American Hospital Association v. Bowen

834 F. 2d 1037 (D.C. Cir. 1987)

Facts

Congress created Peer Review Organizations (PRO) to oversee the expenditure of Medicare money by doctors and hospitals. PRO's would contract with HHS, conduct a review, and determine if doctors and hospitals were performing within certain standards. Congress painted with a broad brush, leaving D to fill in many important details of the workings of peer review. The amendments require D to designate geographic areas generally corresponding to each state, to be served by individual peer review organizations. The agency has broad discretion in negotiating each of these contracts. Congress left much of the specifics of the hospital-PRO relationship to the inventiveness of D, empowering it to promulgate regulations governing PROs in order to implement the peer review program. The legislative history of the peer review amendments suggests that this was no oversight: Congress apparently expected D to design and put into place the numerous procedures necessary to administer the PRO program. If the report was negative, HHS would not pay certain Medicare reimbursement funds or it might impose other sanctions. Regulations were created for PRO's including their activities and enforcement powers. HHS did not follow notice and comment procedures in taking all of these steps, but it did for some of them.
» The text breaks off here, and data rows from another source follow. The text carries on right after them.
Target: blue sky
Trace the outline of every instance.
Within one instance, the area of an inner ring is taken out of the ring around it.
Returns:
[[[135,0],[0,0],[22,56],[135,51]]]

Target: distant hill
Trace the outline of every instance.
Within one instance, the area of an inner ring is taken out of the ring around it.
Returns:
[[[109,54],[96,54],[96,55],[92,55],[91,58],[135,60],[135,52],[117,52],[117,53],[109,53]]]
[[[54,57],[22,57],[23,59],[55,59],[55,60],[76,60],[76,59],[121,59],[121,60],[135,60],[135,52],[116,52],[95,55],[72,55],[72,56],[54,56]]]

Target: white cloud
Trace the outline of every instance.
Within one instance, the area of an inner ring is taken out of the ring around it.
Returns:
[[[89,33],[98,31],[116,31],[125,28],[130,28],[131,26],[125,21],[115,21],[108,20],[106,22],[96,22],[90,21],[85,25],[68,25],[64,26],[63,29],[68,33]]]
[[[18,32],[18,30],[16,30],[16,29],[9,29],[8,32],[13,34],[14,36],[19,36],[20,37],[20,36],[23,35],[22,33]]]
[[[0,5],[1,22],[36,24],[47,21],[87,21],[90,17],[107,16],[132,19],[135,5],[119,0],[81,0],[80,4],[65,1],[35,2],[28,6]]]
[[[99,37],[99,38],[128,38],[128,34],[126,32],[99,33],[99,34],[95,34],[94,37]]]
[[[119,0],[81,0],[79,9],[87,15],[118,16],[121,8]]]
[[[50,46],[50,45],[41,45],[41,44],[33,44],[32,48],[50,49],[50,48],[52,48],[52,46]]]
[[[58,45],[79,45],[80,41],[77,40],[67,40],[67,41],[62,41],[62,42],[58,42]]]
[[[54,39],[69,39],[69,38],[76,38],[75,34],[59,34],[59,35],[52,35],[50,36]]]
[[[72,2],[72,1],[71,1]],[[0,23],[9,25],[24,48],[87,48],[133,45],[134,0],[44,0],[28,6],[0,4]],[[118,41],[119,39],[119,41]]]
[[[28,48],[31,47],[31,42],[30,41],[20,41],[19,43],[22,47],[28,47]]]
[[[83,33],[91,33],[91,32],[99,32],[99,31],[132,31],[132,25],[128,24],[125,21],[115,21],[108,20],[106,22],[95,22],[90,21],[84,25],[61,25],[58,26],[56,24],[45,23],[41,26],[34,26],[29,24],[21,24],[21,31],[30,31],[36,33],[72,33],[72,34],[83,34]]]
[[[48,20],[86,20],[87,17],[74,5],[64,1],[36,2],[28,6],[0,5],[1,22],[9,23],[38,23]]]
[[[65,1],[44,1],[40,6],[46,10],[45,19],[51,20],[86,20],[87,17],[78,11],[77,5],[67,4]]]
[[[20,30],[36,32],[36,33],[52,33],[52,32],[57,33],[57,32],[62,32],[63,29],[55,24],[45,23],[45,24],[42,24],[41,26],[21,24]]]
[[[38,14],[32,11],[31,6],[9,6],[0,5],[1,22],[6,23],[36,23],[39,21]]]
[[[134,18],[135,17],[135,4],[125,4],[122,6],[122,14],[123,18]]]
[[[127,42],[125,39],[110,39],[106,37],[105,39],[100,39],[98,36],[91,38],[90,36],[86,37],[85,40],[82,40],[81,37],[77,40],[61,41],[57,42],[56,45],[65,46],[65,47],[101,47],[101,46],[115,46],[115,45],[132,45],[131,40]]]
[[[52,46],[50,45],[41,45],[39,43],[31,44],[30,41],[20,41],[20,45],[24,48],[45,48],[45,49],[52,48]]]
D concedes that neither the transmittals, the RFP, nor the contracts ultimately entered into were issued pursuant to the notice and comment procedures generally required by § 553 of the APA. American (P) petitioned D for rulemaking asking for a complete set of regulations governing PROs. D refused. A sued to have the transmittals and directives declared invalid for failure to comply with Section 553 comment and notice. The district court, on cross-motions for summary judgment and on D's motion to dismiss, held that virtually all of D's communications, with the exception of Medicare Hospital Manual Transmittal No. 367 and Medicare Intermediary Manual Transmittal No. 1079, § 3789c, were invalid for failure to comply with the APA's notice and comment requirements. The court's May 30, 1986 order also invalidated the RFPs, and the contracts entered into thereunder as violative of § 553. D appealed.